(503c) Breaking Barriers to Product Design Team Success (or Stopping Management from Undermining Teams) | AIChE

(503c) Breaking Barriers to Product Design Team Success (or Stopping Management from Undermining Teams)

Authors 

Lander, L. H. - Presenter, Lander & Associates, LLC


More often than we like to admit, management decreases the probability of design team success through poor or inept instructions, lack of effective monitoring and support, and other dysfunctional behaviors. A few examples:

- management tends to provide too few strategic inputs and too many tactical inputs

- functional bosses of team members do not speak with one voice and conflicts among them are not resolved

- management criteria are fuzzy (the team's perception?) and the goal posts shift throughout the project

- management does not effectively use gates to hold teams accountable for their progress.

Obviously management does not intend to cause teams to fail. Why then do these destructive behaviors persist and, more importantly, what can be done about it?

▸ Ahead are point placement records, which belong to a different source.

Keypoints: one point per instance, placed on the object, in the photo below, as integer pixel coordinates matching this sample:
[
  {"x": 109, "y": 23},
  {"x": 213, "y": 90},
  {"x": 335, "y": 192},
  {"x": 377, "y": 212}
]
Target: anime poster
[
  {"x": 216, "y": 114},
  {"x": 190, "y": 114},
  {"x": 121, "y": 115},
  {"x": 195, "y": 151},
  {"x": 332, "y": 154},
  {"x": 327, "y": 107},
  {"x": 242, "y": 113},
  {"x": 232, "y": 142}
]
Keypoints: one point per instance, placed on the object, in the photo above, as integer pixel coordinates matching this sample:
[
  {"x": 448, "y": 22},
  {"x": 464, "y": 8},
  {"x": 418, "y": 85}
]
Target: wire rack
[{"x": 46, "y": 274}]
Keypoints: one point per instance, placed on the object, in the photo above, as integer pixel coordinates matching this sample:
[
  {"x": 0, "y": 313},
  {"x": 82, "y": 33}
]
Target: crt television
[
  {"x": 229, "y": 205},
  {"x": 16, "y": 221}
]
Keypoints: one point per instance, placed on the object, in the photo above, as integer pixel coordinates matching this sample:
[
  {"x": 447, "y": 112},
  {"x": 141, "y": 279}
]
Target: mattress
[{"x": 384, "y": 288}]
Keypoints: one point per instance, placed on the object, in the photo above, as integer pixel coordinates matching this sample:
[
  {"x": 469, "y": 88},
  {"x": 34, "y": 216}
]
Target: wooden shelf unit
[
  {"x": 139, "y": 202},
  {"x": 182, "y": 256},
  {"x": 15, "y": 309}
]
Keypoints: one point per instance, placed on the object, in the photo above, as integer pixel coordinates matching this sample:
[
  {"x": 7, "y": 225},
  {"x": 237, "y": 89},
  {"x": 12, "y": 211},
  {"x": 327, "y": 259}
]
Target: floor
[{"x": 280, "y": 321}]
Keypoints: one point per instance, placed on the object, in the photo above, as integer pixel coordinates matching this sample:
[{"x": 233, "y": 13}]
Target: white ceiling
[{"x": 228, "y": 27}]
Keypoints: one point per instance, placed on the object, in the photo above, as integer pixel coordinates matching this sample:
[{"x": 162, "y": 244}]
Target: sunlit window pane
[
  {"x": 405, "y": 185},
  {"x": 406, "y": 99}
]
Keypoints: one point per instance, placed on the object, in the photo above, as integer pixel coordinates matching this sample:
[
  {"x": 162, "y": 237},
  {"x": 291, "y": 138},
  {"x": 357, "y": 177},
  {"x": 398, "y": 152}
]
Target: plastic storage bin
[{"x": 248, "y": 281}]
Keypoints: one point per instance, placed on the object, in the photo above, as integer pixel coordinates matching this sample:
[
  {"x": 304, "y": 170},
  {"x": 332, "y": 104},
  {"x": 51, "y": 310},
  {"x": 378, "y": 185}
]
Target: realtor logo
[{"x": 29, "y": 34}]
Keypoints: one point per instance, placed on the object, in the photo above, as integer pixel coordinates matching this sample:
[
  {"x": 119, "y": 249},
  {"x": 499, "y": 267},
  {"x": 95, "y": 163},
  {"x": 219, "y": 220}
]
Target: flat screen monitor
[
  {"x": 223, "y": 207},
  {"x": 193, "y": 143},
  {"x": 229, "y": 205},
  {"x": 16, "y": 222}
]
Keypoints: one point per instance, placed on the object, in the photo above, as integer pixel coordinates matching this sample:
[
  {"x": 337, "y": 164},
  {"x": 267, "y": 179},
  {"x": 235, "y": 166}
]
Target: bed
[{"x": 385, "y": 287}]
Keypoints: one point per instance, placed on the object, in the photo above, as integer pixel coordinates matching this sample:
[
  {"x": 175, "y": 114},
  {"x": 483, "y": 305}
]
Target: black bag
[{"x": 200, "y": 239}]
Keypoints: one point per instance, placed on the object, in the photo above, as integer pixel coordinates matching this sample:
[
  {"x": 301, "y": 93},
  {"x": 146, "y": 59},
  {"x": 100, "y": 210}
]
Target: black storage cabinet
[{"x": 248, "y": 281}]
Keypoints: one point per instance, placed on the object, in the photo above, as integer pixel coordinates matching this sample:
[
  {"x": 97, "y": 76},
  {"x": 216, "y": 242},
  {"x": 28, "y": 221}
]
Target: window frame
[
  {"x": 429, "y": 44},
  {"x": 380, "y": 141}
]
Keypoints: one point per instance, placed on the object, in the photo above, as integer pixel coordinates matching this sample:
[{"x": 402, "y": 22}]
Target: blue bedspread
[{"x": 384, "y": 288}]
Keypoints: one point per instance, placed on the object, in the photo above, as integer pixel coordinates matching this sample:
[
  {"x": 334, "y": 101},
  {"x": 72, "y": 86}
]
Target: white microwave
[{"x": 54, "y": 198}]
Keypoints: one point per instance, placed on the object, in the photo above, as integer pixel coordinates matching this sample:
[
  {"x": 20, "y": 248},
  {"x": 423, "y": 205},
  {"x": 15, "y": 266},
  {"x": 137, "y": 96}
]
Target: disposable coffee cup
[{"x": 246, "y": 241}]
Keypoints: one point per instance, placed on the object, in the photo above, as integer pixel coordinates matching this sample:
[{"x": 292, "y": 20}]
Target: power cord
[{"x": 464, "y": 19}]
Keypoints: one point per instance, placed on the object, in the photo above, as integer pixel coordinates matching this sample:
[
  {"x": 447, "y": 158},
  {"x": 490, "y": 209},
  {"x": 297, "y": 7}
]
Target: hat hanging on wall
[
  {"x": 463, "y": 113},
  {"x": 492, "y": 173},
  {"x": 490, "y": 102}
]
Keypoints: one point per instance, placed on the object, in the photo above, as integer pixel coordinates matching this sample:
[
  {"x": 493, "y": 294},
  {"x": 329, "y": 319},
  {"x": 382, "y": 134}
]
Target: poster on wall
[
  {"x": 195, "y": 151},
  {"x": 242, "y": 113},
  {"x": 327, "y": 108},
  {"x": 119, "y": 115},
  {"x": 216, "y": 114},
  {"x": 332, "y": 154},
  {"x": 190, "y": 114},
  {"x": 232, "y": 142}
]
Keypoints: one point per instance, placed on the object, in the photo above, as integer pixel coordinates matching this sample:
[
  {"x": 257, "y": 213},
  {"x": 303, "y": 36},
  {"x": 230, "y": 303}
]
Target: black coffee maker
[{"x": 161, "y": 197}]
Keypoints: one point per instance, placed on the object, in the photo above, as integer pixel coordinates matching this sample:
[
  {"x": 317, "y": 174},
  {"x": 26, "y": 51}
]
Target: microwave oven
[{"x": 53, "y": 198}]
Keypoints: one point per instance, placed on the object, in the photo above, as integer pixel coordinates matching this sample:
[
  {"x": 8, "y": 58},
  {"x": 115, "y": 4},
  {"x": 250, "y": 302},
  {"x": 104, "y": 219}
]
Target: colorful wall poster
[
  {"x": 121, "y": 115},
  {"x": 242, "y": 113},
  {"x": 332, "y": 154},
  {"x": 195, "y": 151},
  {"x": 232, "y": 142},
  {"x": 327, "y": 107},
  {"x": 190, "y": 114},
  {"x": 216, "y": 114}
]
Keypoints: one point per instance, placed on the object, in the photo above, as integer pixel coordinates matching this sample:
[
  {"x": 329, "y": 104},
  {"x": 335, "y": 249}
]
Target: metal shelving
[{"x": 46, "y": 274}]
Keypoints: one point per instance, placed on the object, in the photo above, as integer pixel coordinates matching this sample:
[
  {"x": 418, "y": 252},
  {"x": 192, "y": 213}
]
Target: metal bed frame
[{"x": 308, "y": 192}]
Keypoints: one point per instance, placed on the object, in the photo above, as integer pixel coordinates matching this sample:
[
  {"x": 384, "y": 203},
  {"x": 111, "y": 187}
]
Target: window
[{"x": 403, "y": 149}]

This paper will present examples of problems created by management and provide a model for more effective leadership, where management partners with teams to create the desired outcomes, on time and within budget. The context will be for product design teams in a fast moving consumer goods company, but the methodology is applicable to any design team situation. Project contracting, planning and risk management tools will provide the framework and systems thinking skills will be used to distinguish dysfunctional from effective behaviors.